Another problem with being sick is that it tend to send my blood
glucose levels all crazy. That's no fun. I get all loopy and sweaty
and shaky. It happened, like, a week ago. I started feeling a little
weird at work, so I tested, like I'm supposed to, and my BG level was
at 43! That was ridiculous.

Well, I'm going to lie down. I'm not feeling so good.

I hope you're well.

It's my second fifteen minute break.

Sometimes, it's so hot outside, I don't even feel like going out to
smoke. When nicotine's not incentive enough, you know it's pretty hot.
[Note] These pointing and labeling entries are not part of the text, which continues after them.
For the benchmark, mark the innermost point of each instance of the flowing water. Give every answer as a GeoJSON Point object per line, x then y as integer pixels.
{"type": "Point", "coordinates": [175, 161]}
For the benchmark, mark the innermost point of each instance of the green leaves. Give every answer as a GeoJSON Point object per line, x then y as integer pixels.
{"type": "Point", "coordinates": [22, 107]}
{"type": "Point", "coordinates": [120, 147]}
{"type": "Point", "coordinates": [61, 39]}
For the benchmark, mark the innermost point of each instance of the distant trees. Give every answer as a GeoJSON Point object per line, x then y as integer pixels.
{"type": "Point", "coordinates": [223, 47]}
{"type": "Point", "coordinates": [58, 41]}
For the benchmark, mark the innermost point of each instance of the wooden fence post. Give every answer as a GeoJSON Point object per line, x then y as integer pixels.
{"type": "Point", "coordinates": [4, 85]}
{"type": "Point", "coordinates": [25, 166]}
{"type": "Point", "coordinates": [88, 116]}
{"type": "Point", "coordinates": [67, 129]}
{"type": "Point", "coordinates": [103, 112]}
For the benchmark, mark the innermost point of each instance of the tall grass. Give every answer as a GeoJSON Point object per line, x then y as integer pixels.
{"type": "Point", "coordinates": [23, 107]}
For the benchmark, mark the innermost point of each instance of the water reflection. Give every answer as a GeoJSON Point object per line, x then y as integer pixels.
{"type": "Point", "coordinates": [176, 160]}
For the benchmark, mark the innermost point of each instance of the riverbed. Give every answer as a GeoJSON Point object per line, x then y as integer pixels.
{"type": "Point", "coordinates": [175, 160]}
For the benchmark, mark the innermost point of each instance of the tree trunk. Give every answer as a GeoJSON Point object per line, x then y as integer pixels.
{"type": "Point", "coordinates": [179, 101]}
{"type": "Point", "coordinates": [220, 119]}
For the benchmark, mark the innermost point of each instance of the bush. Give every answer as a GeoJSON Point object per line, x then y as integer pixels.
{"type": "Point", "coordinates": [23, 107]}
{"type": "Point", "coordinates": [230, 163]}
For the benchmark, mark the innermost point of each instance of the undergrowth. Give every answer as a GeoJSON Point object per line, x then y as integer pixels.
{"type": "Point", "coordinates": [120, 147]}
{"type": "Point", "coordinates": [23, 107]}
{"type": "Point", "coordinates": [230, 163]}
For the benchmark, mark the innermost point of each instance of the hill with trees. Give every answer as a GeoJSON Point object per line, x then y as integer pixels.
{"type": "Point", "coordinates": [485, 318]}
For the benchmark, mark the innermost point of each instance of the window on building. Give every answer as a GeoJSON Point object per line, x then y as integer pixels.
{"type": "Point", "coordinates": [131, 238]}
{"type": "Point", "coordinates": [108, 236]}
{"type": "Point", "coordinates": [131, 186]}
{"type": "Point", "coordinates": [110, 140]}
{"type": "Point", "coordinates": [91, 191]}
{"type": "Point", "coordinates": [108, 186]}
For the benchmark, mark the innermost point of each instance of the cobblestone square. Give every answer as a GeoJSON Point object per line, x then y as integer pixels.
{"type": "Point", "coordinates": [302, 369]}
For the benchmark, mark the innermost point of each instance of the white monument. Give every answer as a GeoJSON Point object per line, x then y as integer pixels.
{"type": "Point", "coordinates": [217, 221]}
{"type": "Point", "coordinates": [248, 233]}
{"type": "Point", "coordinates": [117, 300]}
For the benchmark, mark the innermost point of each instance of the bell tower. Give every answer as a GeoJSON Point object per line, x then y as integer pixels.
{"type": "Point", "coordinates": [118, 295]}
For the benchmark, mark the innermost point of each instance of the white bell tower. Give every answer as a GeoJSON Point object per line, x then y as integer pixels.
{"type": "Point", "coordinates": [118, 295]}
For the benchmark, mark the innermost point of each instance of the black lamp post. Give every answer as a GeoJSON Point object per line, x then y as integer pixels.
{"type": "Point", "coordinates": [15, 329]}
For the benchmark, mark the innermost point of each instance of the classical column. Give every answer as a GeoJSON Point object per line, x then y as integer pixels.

I'm still a bit stuffed from lunch, so I don't really feel like doing
much of anything.

Last night was interesting. It started with a little tickle on the
throat, now, it just might be a full on illness.

I'll keep you posted.

Lunch

Chilling at the Big Apple Deli. Salad and a burger, Diet Pepsi. They
know me here, I should probably just give them my schedule and they
could have my lunch ready when I walk in the door.

Outside..

Sitting outside, with other modern day pariahs - in a secluded little
area out of the sun, complete with ashtrays, and those wire, food-
court seats that leave checkerboards on the thighs of anyone confident
or stupid enough to wear short, short, shorts.

Sunday, July 29, 2007

Dishes



The sink is full of no dishes. It's a little disgusting, really, I don't mind telling you, but on any given day, we're likely to have more dirty shotglasses and coffee cups than plates or bowls.